Retinal Vessel Segmentation via Structure Tensor Coloring and Anisotropy Enhancement

Retinal vessel segmentation is one of the preliminary tasks for developing diagnosis software systems related to various retinal diseases. In this study, a fully automated vessel segmentation system is proposed. Firstly, the vessels are enhanced using a Frangi Filter. Afterwards, Structure Tensor is applied to the response of the Frangi Filter and a 4-D tensor field is obtained. After decomposing the Eigenvalues of the tensor field, the anisotropy between the principal Eigenvalues are enhanced exponentially. Furthermore, this 4-D tensor field is converted to the 3-D space which is composed of energy, anisotropy and orientation and then a Contrast Limited Adaptive Histogram Equalization algorithm is applied to the energy space. Later, the obtained energy space is multiplied by the enhanced mean surface curvature of itself and the modified 3-D space is converted back to the 4-D tensor field. Lastly, the vessel segmentation is performed by using Otsu algorithm and tensor coloring method which is inspired by the ellipsoid tensor visualization technique.
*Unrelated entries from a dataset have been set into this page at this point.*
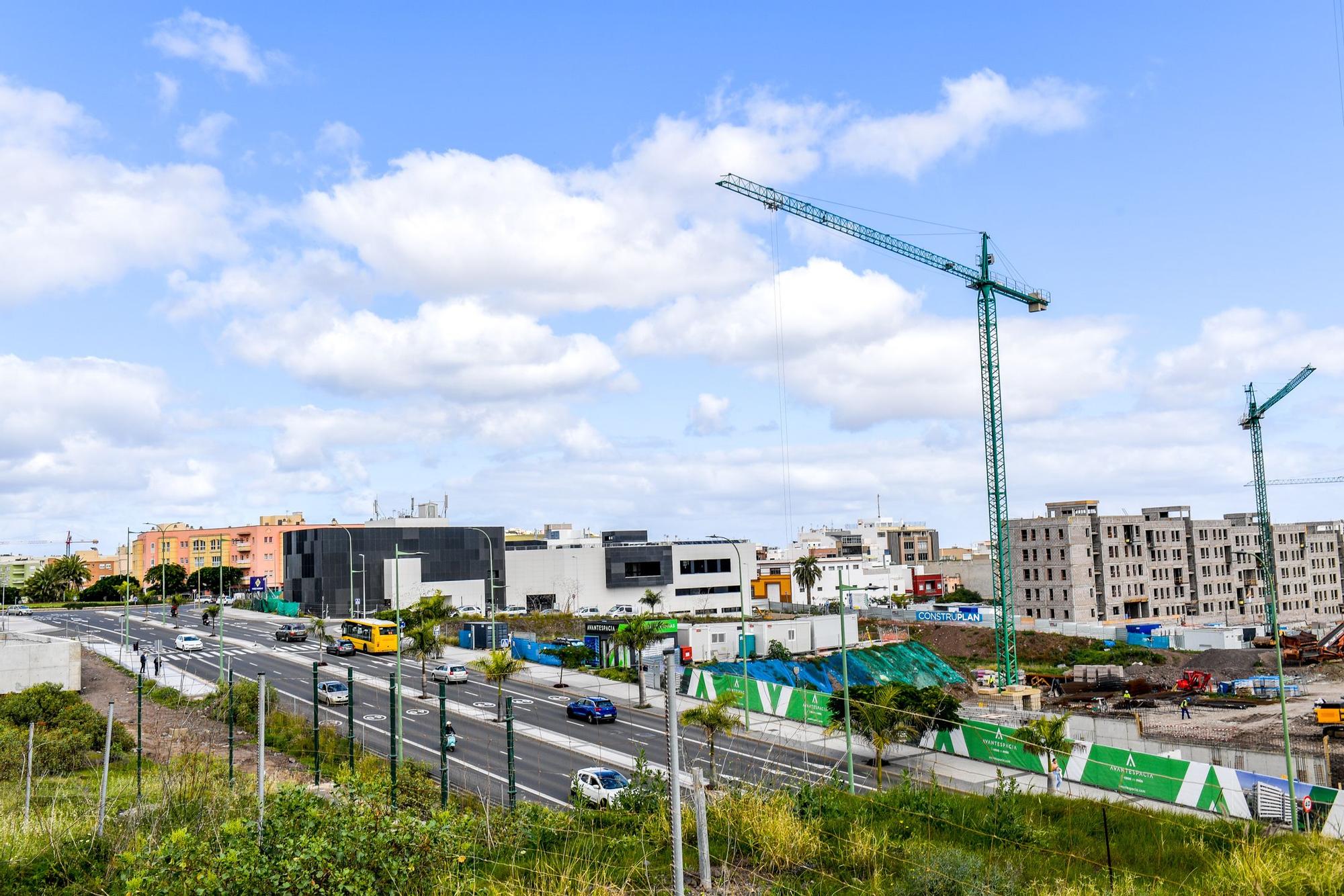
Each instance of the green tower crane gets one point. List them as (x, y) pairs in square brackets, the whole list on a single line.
[(1269, 586), (989, 287)]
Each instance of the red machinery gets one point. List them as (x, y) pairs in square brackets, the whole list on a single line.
[(1194, 680)]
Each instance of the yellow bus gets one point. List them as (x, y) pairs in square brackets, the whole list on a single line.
[(370, 636)]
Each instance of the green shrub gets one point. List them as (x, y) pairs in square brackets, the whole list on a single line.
[(937, 870)]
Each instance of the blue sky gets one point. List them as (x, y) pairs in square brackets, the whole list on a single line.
[(264, 261)]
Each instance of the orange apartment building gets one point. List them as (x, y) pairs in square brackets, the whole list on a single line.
[(257, 550)]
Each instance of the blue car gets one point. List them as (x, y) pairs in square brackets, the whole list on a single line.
[(593, 709)]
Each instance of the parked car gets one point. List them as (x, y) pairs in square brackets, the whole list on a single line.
[(342, 648), (599, 787), (333, 692), (448, 672), (189, 643), (593, 709), (292, 632)]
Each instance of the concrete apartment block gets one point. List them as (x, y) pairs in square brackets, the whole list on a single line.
[(1162, 564)]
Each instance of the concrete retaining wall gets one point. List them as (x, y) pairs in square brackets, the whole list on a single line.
[(33, 659)]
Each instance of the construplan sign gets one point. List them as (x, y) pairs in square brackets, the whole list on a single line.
[(960, 615)]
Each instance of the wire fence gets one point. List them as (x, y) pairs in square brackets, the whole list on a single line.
[(778, 817)]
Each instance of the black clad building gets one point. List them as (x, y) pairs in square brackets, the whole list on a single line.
[(318, 564)]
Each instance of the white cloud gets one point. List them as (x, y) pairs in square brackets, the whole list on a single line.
[(861, 346), (52, 400), (708, 416), (283, 281), (459, 350), (169, 91), (216, 45), (204, 138), (1240, 345), (972, 112), (584, 441), (73, 220)]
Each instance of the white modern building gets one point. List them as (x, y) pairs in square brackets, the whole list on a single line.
[(694, 577), (876, 580)]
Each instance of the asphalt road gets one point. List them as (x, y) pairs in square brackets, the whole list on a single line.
[(544, 768)]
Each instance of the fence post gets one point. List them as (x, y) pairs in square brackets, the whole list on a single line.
[(674, 773), (392, 733), (230, 714), (107, 758), (28, 787), (261, 754), (318, 756), (443, 745), (509, 735), (350, 715), (140, 730), (702, 830)]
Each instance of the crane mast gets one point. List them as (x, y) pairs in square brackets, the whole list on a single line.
[(989, 287), (1269, 574)]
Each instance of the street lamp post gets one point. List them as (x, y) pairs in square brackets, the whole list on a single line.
[(490, 573), (163, 573), (397, 577), (743, 640), (350, 557), (364, 586)]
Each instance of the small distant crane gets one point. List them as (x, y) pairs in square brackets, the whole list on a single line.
[(72, 541), (1252, 421), (1314, 480)]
Finally, some post-processing techniques are applied to the segmentation result. In this study, the proposed method achieved mean sensitivity of 0.8123, 0.8126, 0.7246 and mean specificity of 0.9342, 0.9442, 0.9453 as well as mean accuracy of 0.9183, 0.9442, 0.9236 for DRIVE, STARE and CHASE_DB1 datasets, respectively. The mean execution time of this study is 6.104, 6.4525 and 18.8370 s for the aforementioned three datasets respectively.